Я потупился, покраснел и, что тебя, вероятно, удивит еще более, тотчас же внутренне согласился с Ельцовой. Через неделю я уехал и с тех пор уже не видал ни ее, ни Веры Николаевны.
Я описал тебе мои похождения вкратце, потому что знаю, ты не любишь ничего «пространственного». Приехав в Берлин, я очень скоро забыл Веру Николаевну… Но, признаюсь, неожиданное известие о ней меня взволновало. Меня поразила мысль, что она так близко, что она моя соседка, что я ее на днях увижу. Прошедшее, словно из земли, внезапно выросло передо мною, так и надвинулось на меня. Приимков объявил мне, что посетил меня именно с целью возобновить наше старинное знакомство и что он надеется в самом скором времени увидать меня у себя. Он мне сообщил, что служил в кавалерии, вышел в отставку поручиком, купил имение в восьми верстах от меня и намерен заниматься хозяйством, что у него было трое детей, но что двое умерли, осталась пятилетняя дочь.
— И жена ваша меня помнит? — спросил я.
— Да, помнит, — отвечал он с небольшой запинкой. — Конечно, она тогда была еще, можно сказать, ребенок; но ее матушка вас всегда очень хвалила, а вы знаете, как она дорожит каждым словом покойницы.

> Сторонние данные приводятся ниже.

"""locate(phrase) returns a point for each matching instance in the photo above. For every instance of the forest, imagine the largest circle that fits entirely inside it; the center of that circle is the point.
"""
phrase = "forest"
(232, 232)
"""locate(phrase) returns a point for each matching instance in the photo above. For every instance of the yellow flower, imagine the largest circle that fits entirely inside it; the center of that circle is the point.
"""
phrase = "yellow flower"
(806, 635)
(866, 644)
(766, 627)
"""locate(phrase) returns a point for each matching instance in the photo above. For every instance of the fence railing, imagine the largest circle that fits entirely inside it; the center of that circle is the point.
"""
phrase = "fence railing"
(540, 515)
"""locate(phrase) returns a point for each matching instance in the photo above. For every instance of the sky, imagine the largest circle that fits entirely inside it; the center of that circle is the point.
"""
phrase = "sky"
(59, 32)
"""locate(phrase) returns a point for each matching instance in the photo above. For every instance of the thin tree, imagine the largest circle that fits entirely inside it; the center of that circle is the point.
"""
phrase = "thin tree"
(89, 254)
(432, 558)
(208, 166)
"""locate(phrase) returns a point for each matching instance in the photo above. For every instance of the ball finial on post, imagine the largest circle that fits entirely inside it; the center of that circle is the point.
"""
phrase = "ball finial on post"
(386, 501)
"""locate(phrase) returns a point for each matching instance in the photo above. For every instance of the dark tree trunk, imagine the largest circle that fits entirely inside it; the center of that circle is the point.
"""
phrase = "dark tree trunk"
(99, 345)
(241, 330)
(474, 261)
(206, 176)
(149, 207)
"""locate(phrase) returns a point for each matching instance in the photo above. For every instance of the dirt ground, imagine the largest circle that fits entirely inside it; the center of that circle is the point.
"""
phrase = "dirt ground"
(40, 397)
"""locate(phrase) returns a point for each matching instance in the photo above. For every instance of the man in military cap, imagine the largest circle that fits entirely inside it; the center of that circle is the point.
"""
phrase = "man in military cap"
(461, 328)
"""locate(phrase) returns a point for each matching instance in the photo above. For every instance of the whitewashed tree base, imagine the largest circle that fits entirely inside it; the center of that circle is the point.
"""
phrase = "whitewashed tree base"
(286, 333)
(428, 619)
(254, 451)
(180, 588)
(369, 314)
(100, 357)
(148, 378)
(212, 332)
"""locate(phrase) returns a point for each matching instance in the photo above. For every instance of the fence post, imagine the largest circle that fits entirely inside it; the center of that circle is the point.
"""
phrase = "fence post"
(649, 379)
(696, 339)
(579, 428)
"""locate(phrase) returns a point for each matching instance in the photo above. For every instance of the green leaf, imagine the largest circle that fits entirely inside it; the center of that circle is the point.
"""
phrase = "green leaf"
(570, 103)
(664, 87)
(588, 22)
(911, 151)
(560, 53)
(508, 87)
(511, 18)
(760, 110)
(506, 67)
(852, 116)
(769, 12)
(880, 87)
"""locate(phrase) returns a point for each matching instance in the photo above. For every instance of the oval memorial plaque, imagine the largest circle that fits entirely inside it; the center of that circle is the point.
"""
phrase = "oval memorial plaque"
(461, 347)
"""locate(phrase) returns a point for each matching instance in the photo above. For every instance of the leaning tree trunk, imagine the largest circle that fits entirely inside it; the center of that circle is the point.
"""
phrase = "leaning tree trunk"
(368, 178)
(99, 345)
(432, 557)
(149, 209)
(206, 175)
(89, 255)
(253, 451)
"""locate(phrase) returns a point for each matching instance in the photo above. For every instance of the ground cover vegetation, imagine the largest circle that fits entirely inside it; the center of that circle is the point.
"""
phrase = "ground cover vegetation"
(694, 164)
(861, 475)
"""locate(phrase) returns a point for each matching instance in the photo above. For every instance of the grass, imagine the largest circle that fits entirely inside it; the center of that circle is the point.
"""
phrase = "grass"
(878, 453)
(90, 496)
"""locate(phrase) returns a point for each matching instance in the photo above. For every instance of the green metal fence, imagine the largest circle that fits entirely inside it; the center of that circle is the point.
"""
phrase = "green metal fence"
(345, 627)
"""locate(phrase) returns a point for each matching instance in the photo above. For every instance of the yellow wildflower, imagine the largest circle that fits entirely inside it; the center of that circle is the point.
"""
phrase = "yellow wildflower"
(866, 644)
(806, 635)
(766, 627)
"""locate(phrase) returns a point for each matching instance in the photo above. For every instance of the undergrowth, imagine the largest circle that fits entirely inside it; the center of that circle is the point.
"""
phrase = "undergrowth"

Пришли мне на память слова Ельцовой, что я не гожусь для ее Веры… «Стало быть, ты годился», — подумал я, сызбока посматривая на Приимкова. Он у меня пробыл несколько часов. Он очень хороший, милый малый, так скромно говорит, так добродушно смотрит; его нельзя не полюбить… но умственные способности его не развились с тех пор, как мы его знали. Я непременно к нему поеду, может быть, завтра же. Чрезвычайно любопытно мне посмотреть, что такое вышло из Веры Николаевны?
Ты, злодей, вероятно, смеешься теперь надо мною, сидя за своим директорским столом; а я все-таки тебе напишу, какое впечатление она произведет на меня. Прощай! До следующего письма.